“Mellowed but, crucially, not softened.” Elton John: The Captain and The Kid (2006)
Sequel albums in pop are usually an undignified business. For a start, it’s never the records you want to see revisited that return for seconds. Blur have stubbornly refused to make Modern Life Is Still Rubbish; and Van Morrison’s refusal to reunite with the groovy Bostonian jazzers who played on Astral Weeks gets a little more upsetting with every rubbish new album he does release. Instead, the pop sequel has become an act of commercial desperation. Mike Oldfield now supplies tubular bells on demand. Having dimly remembered that there was a “concept” knocking about in his platinum-selling Night & Day opus, 2001 saw Joe Jackson cold-call popular demand with another one. Last year, even Barbra Streisand and Barry Gibb were at it, clinching for old times on the sleeve of Guilty II. It’s surely a matter of time before Paul Young returns with Actually, Yes Parlez!
Had Elton John attempted a similar trick ten years ago, you would have surely suspected similar motives. Back in 1996, he and Bernie Taupin were attempting to arrest their creative decline with The Big Picture – an album that Taupin now describes as “abysmally cold and technical.” But a summit in 2000, which saw John and Taupin resolve to take a more pride in their work, has yielded 2001’s Songs From The West Coast and the patchier successor Peachtree Road (2004). In retrospect it’s easy to see for what both of those albums – with their meditations on lessons learned and crises weathered were groping for.

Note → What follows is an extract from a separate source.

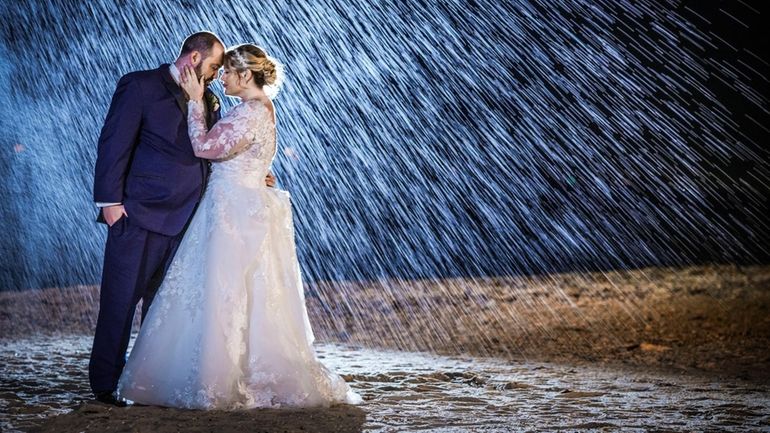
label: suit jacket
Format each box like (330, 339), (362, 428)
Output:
(93, 64), (221, 236)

Here it is. Precisely three decades separate Captain Fantastic & The Brown Dirt Cowboy and this one. The former flowed from a knackered superstar sailing to Blighty from a New York where radio stations were fighting each other to pronounce themselves “your number one Elton John station.” The Captain & The Kid emerged similarly fully formed over a 20 day period. Both are dense with autobiography – the difference being, according to Sir Elton, that “we were dealing with failure on the first one. The new album’s all about dealing with the fucking success”.
In fact, the distinction isn’t quite so clear. Some of Taupin’s best lyrics address the transition between the two. Old 67 could, in fact, have appeared on either album – as does the vintage honky-tonk of Just Like Noah’s Ark. “The long and lonely climb” to success detailed on Captain Fantastic’s eponymous title track has already begun to get weird on Postcards From Richard Nixon – the song which opens The Captain & The Kid. The president requires some good PR from the UK’s hottest pop export to “mask the evil that men do.” Hammering at the ivories with irresistible brio, Elton sings, “After years that were long and lean/We’re finally on our way.”
On our way to what, exactly? For anyone not up to speed on Elton’s cocaine period, And The House Fell Down summons a surreal Titanic house band ambience thoroughly appropriate for words like, “With a rolled up note/I’m hovering on that line/three days on a diet of cocaine and wine.” Benefiting from a chorus as big as its composer’s wardrobe, Tinderbox is better still, blithely detailing the gulf which opened up between himself and Taupin during the years when a new-found fondness for dressing up as Minnie Mouse for his shows threatened to dilute the emotional impact of tunes like Your Song and Rocket Man.
Underpinning these performances is a musical authority that couldn’t be further removed from their singer’s other persona as the 21st Century’s Best Known Befriender Of Other Celebs. As if to remind us that he also likes people who don’t live in OK! Magazine, an otherwise affecting memorial Blues Never Fade Away sees its composer humbly declare, “He wasn’t famous but I surely loved him.” Punctuated by some lovely harmonic upswells, Wouldn’t Have It Any Other Way is a far kinder paean to New York than you would expect – especially given the mauling John and Taupin’s vampire musical Lestat recently received there.
Mellowed but, crucially, not softened, Elton John’s judgement hasn’t seemed quite so sharp in decades. And he knows it. “You can’t go back and if you try it fails,” he sings on The Captain & The Kid’s eponymous closer. In this case, the exception is more than a match for the rule.